Analyst for Lucy Lu with Citigroup
So you guys do not plan on taking in new trials or new programs for 2009?
David C. Hastings
That is correct. I would say in an ideal situation, if we were not trying to really conserve our money in this horrible market to make sure we get to launch in the best financial shape for us and our shareholders, we would move very aggressively with both of those programs.
Especially with the cMET program because the concept with the oxalises compound and with [Inaudible] compound and this is clearly a better compound both from a safety stand point, from the ability to get to met in the central nervous system and with respect to being able to atrophy without exceeding toxic levels at peak to be able at the IC90 concentration. It is really a very interesting compound and we are hoping that we can bring in cash in some kind of deal this year that will allow us to then aggressively move on that alternatively if someone was sufficiently interested in the program.
There may be some way of forming an early collaboration that would allow that program to move more quickly.

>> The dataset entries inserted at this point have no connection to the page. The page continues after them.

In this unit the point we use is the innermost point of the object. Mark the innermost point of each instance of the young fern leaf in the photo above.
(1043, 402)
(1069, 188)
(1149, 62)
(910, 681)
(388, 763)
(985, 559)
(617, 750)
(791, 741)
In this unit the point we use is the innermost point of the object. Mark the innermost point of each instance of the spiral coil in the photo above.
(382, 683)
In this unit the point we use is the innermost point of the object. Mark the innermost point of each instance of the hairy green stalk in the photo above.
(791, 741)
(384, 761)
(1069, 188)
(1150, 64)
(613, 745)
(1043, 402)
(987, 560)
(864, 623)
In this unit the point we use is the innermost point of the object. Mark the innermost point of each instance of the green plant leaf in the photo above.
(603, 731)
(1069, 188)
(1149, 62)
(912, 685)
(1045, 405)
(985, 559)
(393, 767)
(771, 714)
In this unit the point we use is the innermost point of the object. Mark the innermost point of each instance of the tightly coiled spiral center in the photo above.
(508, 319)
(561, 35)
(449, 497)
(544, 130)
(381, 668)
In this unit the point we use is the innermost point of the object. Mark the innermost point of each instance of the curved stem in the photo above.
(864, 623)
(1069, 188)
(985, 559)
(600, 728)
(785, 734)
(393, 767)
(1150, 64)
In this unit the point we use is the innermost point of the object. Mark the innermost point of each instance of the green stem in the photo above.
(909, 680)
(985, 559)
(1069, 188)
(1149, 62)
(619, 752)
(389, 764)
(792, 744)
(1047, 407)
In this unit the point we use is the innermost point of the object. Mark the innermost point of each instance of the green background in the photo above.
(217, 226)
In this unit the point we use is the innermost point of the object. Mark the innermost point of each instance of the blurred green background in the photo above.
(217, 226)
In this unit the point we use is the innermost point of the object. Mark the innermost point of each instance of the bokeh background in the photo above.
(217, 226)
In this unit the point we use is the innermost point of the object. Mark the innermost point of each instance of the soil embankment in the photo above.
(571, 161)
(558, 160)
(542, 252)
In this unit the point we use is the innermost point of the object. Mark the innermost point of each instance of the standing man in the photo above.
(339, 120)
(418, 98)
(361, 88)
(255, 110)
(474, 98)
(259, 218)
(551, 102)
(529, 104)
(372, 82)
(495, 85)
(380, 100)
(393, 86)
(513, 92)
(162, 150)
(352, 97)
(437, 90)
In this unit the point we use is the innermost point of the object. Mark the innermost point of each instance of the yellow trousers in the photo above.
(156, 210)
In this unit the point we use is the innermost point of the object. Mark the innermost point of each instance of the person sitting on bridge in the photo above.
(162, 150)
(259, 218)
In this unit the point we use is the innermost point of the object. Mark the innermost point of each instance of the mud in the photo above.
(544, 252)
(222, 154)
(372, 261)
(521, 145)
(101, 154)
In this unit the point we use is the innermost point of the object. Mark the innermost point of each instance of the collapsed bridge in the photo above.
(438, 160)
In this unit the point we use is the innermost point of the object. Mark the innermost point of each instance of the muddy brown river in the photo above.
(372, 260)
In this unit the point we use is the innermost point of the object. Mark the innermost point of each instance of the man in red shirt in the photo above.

Analyst for Lucy Lu with Citigroup
Paul A. Friedman
Chances of development are in the heart of the spending so we also have the discovery proportion as well.
Analyst for Lucy Lu with Citigroup
Is it pre committed, is there any more room for the cut if it needs be or is that basically committed for 2009 already?
Paul A. Friedman
Well there is always variability on the R&D line and I am depending on the status of enrollment and cash flow and billing from CROs but we do not want to be so rigid that we do not have built in flexibility either on our cash guidance or in our plans that as circumstances change we can do that but we try to plan specifically for the JAK inhibitor program to be pretty much on track and committed unless something changes.
Operator
This does conclude the Q&A I would like to turn the floor back over to management for any closing comments.
Paul A. Friedman
Thanks for spending some time with us this morning. We are excited and optimistic about the myelofibrosis opportunity.

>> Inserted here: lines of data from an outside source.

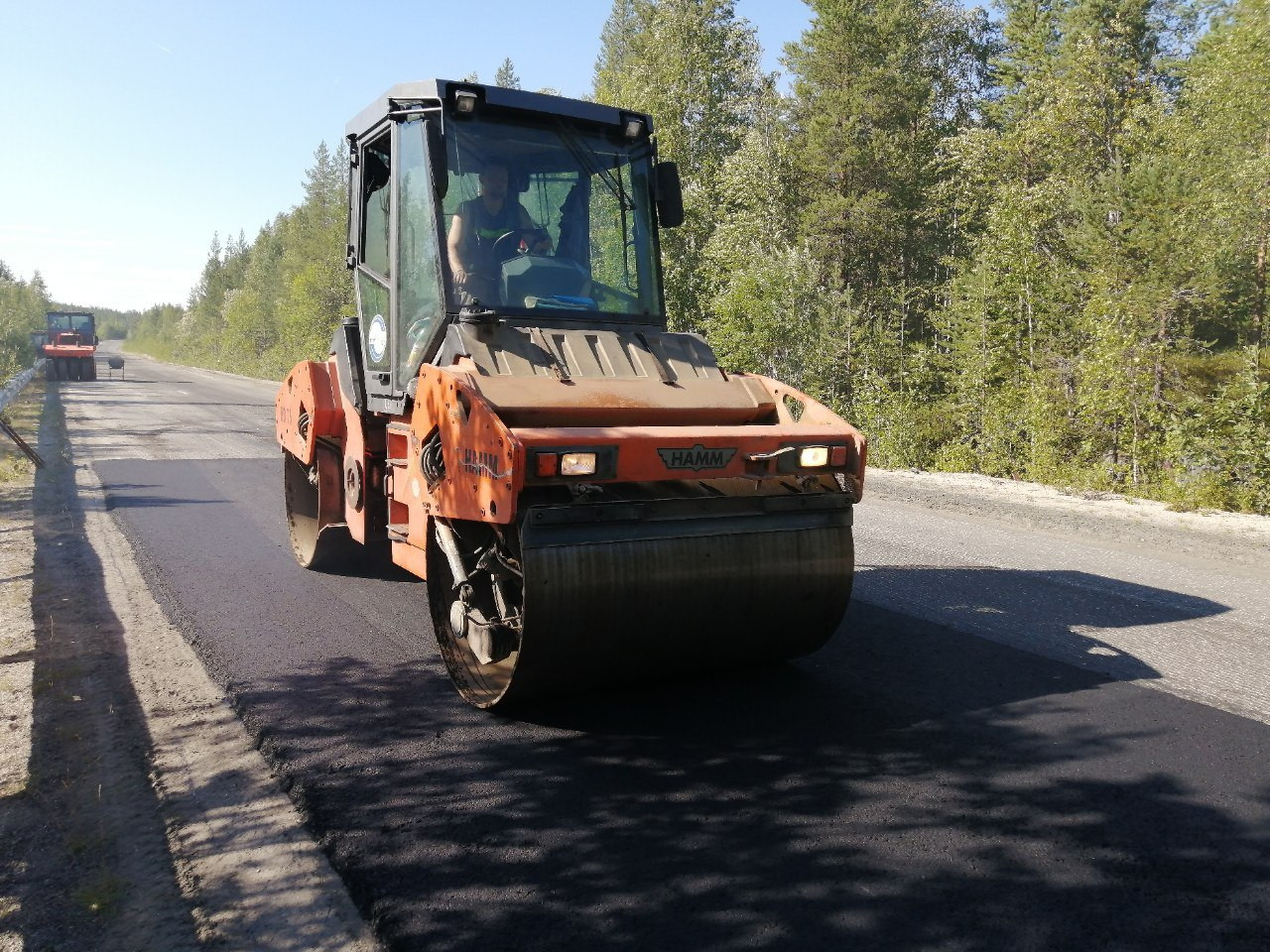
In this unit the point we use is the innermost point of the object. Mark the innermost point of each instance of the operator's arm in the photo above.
(454, 244)
(541, 245)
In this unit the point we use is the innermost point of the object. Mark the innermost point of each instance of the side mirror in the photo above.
(670, 195)
(437, 158)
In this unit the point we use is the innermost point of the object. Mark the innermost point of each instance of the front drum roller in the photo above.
(601, 594)
(314, 503)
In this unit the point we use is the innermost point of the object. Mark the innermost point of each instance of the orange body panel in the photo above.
(488, 462)
(54, 350)
(310, 390)
(481, 480)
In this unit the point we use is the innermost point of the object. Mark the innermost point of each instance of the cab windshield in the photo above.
(548, 217)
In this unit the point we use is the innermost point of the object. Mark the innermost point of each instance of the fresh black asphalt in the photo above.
(908, 787)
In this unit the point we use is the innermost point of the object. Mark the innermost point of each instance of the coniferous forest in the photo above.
(1029, 243)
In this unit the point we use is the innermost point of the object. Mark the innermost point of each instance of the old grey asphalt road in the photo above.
(1025, 737)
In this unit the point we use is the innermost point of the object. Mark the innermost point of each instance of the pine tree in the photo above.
(506, 75)
(878, 89)
(694, 66)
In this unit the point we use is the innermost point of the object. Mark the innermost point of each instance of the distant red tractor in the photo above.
(68, 345)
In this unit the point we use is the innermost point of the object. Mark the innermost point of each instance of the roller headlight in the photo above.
(576, 463)
(813, 457)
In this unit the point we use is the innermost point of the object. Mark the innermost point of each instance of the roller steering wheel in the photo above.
(499, 250)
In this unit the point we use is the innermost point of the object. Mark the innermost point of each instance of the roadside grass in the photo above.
(102, 893)
(23, 416)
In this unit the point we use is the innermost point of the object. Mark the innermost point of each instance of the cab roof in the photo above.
(441, 91)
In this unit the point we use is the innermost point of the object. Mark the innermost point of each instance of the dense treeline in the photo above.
(1032, 245)
(22, 309)
(262, 306)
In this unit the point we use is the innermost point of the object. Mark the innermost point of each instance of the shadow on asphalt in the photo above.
(85, 849)
(908, 787)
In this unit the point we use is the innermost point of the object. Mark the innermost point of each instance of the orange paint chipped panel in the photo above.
(308, 408)
(480, 453)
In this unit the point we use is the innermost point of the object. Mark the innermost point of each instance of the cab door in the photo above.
(372, 255)
(421, 303)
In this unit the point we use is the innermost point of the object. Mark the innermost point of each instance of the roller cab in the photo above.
(590, 498)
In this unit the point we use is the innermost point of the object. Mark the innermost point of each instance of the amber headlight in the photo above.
(576, 463)
(812, 457)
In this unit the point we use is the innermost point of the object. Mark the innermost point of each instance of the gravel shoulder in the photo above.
(136, 811)
(1121, 521)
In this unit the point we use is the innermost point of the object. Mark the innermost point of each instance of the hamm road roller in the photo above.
(68, 345)
(590, 498)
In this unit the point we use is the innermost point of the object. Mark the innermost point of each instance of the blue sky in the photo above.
(135, 131)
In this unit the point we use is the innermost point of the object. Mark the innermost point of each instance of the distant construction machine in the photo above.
(68, 345)
(590, 498)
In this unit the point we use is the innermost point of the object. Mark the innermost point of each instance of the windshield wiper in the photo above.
(588, 160)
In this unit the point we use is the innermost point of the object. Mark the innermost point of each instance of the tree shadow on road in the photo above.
(84, 844)
(908, 787)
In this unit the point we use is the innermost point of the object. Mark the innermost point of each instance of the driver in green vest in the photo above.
(476, 229)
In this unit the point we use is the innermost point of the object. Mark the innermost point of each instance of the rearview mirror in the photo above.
(670, 195)
(437, 158)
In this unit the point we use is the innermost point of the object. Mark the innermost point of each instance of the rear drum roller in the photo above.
(580, 598)
(316, 546)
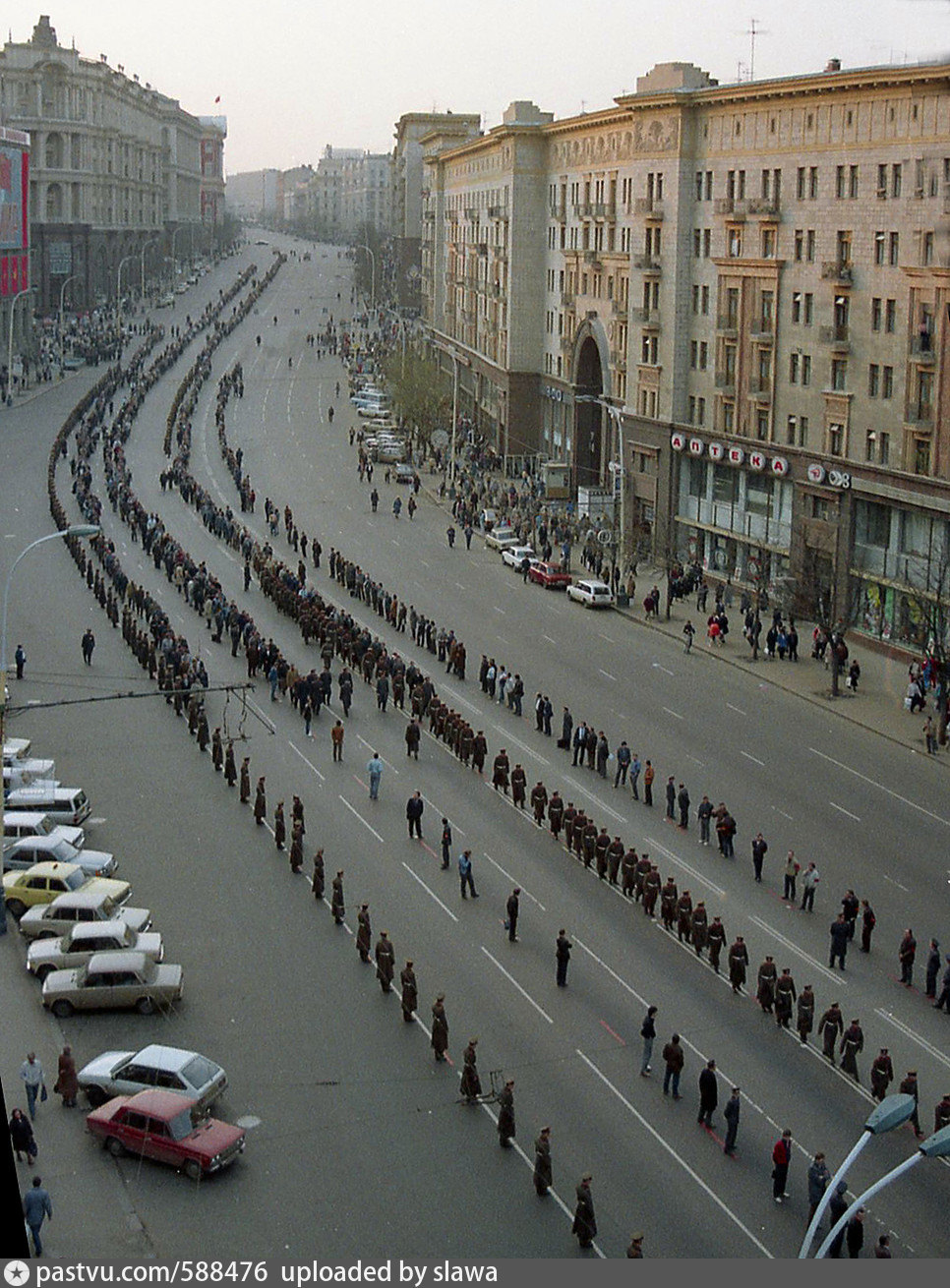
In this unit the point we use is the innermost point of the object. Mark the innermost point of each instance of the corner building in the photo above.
(733, 303)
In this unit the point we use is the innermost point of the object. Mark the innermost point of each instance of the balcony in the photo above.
(648, 206)
(837, 270)
(837, 336)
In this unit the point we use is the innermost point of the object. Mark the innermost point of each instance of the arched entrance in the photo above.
(588, 416)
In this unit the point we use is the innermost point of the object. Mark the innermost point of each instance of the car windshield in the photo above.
(199, 1071)
(181, 1125)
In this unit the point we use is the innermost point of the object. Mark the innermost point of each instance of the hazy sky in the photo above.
(295, 75)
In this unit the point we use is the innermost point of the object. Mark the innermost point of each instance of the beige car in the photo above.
(112, 981)
(87, 938)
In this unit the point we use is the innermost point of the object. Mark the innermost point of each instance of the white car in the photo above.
(590, 594)
(512, 556)
(56, 848)
(124, 1073)
(86, 938)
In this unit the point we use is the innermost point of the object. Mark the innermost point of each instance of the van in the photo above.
(17, 825)
(66, 805)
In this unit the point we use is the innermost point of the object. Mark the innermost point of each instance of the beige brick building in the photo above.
(755, 279)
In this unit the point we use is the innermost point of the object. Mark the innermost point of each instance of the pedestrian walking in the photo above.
(709, 1093)
(673, 1059)
(67, 1081)
(647, 1030)
(36, 1207)
(543, 1176)
(564, 956)
(584, 1221)
(505, 1114)
(410, 992)
(781, 1160)
(414, 814)
(374, 768)
(731, 1114)
(440, 1028)
(33, 1083)
(465, 877)
(512, 909)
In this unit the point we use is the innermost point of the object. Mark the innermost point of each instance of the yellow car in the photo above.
(44, 881)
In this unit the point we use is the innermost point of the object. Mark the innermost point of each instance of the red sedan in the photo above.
(162, 1126)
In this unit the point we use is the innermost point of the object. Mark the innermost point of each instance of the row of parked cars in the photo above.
(583, 590)
(90, 948)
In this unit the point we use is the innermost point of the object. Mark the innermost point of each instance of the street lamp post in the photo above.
(9, 343)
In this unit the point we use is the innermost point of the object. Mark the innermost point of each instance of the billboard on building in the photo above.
(15, 211)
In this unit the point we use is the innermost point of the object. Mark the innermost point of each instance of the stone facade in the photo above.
(741, 291)
(115, 164)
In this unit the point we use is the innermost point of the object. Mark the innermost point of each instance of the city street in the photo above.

I think those of you who followed and saw the presentations of competitor compounds at ASH now realize that this compound is by far the best compound. It is not only ahead but it maybe the only one that is really viable.

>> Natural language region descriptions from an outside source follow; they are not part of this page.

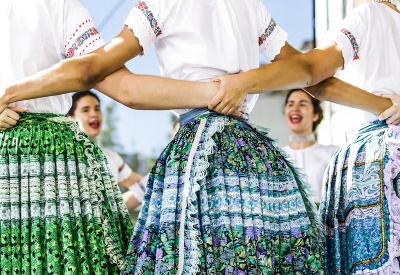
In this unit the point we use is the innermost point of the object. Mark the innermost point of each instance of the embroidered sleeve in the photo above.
(146, 23)
(349, 36)
(271, 37)
(80, 34)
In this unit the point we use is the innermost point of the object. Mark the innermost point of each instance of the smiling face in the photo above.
(299, 113)
(89, 116)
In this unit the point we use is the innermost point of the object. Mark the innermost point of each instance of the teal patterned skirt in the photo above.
(60, 210)
(221, 199)
(361, 206)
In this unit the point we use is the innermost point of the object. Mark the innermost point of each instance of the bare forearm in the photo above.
(61, 78)
(156, 93)
(340, 92)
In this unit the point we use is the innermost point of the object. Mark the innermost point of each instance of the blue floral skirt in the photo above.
(361, 206)
(221, 199)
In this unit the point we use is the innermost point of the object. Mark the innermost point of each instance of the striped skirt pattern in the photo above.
(60, 210)
(221, 199)
(361, 206)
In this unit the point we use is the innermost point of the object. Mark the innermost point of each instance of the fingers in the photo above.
(215, 102)
(387, 113)
(18, 109)
(8, 119)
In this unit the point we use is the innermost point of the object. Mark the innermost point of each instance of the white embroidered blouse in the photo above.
(37, 34)
(198, 40)
(370, 41)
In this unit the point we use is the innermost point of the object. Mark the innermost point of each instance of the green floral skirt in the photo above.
(61, 211)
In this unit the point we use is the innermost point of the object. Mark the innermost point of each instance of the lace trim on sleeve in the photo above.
(143, 22)
(272, 40)
(80, 41)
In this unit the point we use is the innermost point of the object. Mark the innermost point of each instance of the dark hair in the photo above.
(317, 109)
(76, 97)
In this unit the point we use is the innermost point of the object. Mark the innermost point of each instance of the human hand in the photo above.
(392, 115)
(230, 96)
(9, 117)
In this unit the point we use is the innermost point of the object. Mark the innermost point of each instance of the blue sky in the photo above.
(147, 132)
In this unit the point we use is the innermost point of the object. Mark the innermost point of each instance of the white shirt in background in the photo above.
(313, 162)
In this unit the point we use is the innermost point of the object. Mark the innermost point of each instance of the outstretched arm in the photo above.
(88, 71)
(292, 69)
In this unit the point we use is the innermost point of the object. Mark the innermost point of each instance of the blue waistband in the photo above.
(186, 117)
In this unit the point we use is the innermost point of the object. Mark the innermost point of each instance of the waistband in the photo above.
(187, 117)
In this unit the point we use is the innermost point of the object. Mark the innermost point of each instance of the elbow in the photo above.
(89, 74)
(85, 73)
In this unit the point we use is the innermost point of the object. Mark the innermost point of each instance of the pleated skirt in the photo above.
(61, 212)
(221, 199)
(361, 206)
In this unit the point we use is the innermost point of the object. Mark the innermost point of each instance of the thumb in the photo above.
(18, 109)
(216, 79)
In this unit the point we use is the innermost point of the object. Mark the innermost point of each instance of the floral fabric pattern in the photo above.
(60, 211)
(250, 216)
(360, 204)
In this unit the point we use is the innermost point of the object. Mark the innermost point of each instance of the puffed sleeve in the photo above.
(146, 22)
(350, 35)
(271, 37)
(80, 33)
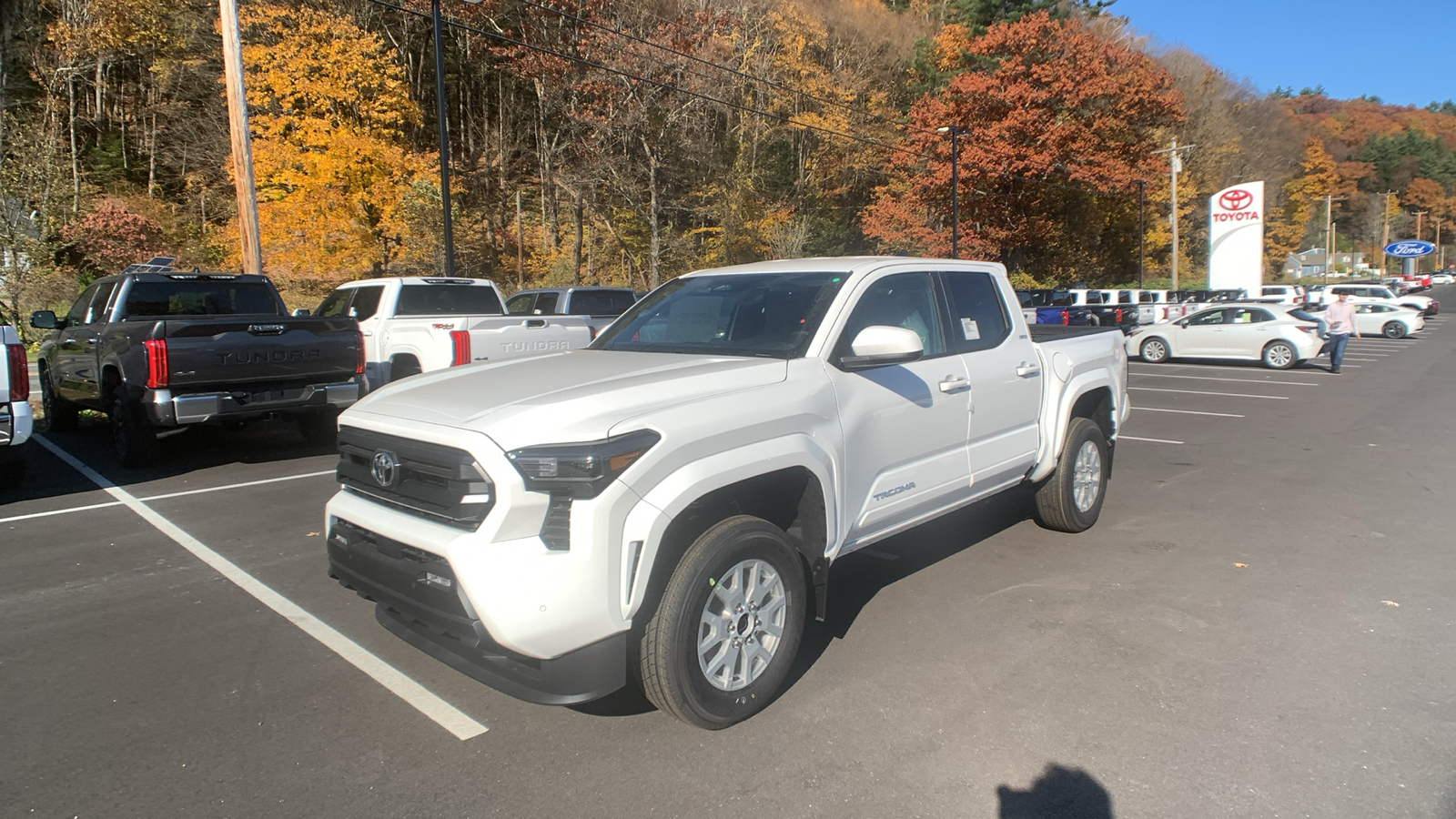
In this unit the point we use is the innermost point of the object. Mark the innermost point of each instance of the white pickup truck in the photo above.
(417, 325)
(666, 504)
(16, 421)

We just have a few pieces to cross and I stood pat with the agency before we embark on what I think what will be an exciting Phase III study that will lead to a successful product both financially but also something that will dramatically change the lives of the myelofibrosis patients who truly have nothing else at this stage. We are looking forward to that as well.
As soon as we crossed the tees and bat the eyes we will back to you with the relevant details of the registration study and I am cautiously optimistic that we will be doing that within the next couple of months with you. Thanks for tuning in and we will keep you informed of our progress as we go forward.
Operator
Ladies and gentlemen this does conclude today’s teleconference. You may disconnect your lines at this time.
We thank you for your participation.